Der Fall Winfried B. ist einer von denen, die die Ohnmacht der Justiz angesichts der scheinbar unausweichlichen Spirale aus Alkoholismus, kriminellen Vergehen im Suff, unzähligen Verurteilungen wegen Diebstahls und Körperverletzungen sichtbar macht. Bei B. summierte es sich schließlich zu rund sechs Jahren Haft und weiteren Jahren auf Bewährung.

Zweieinhalb Jahre hat es der hagere Mann nach seiner letzten Verurteilung im Jahr 1990 in den sogenannten geordneten Verhältnissen geschafft. „Immer rein und raus aus dem Knast, nur wegen so 'nem Scheiß. Hab' damals eingesehn, daß es so nicht weitergeht.“ Der Job als Teppichreiniger hat ihn vom täglichen Suff abgehalten, jetzt wird nur noch am Wochenende durchgezogen. Auf die nochmalige Frage des Richters nach dem Alkoholproblem folgt nur wieder das Kopfschütteln. Der Sachverständige erklärt der Staatsanwältin später in der Pause, daß der Angeklagte für die Selbsterkenntnis, daß er Trinker ist, wohl noch nicht weit genug sozial abgestiegen sei.

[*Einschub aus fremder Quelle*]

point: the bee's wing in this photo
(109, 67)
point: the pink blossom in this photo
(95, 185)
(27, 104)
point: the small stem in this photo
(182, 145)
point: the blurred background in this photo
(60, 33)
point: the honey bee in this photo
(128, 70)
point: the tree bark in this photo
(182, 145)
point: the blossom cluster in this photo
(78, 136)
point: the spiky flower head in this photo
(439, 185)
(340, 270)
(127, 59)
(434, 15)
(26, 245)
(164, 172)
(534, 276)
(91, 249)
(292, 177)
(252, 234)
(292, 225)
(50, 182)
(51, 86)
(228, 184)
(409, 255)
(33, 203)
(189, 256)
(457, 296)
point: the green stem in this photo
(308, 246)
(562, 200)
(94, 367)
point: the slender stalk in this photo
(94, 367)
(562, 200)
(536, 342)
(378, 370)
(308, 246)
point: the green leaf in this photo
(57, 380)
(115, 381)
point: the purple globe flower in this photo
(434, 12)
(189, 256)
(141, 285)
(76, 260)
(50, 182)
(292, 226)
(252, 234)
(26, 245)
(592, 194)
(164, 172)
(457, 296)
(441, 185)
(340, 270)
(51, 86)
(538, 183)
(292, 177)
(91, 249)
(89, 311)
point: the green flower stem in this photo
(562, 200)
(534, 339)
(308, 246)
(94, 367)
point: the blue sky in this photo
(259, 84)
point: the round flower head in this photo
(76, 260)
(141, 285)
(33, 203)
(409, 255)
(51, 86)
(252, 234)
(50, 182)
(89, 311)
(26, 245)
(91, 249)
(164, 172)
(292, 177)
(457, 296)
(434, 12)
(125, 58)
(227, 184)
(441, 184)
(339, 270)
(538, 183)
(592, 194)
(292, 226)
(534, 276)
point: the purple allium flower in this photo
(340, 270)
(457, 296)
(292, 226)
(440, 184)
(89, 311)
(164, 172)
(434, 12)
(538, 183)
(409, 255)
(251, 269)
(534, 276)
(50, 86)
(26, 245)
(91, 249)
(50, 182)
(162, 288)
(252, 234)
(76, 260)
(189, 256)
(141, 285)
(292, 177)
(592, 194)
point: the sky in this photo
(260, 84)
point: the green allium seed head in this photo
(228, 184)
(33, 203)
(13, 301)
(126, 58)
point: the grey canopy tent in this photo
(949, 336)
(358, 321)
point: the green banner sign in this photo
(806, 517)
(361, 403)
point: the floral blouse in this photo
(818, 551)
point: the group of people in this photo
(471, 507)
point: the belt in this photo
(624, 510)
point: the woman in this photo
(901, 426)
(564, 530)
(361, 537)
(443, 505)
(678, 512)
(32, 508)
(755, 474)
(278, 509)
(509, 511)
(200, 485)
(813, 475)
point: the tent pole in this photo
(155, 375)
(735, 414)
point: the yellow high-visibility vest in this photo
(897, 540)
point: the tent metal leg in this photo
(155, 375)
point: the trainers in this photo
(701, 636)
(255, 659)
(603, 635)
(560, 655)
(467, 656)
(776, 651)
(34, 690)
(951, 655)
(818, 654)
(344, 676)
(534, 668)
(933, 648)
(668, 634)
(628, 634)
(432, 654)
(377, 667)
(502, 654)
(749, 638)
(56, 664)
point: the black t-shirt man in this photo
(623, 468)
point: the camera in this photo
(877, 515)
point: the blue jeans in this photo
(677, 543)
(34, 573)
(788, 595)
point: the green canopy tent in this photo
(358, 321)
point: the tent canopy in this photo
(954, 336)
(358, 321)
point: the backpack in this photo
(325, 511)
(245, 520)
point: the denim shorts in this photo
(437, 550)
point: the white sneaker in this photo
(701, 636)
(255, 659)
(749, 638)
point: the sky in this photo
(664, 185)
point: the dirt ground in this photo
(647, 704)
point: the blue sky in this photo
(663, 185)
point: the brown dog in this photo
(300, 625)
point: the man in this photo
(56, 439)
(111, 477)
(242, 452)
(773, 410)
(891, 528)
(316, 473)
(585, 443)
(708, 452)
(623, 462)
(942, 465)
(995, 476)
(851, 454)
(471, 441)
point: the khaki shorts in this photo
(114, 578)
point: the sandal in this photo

Ein Abstieg, der ihm noch bevorstehen kann. Zwar konnten die Augenzeugen und das Opfer, das den Angriff überlebt hat, gestern nicht gehört werden, da sie als Wohnungslose nicht aufzutreiben waren. Doch die Beweislage scheint klar. Messer und blutverschmierte Kleidung wurden sichergestellt und ein Geständnis vor dem Haftrichter liegt vor. Klaus E. habe die Lebensgefährtin angepöbelt, dieser karge Satz wird dem Gericht wohl als Erklärung für die Tat genügen müssen. Das Urteil, das nächste Woche gesprochen wird – wieder nur ein unabwendbarer Abwärtsschwung in einer endlosen Spirale?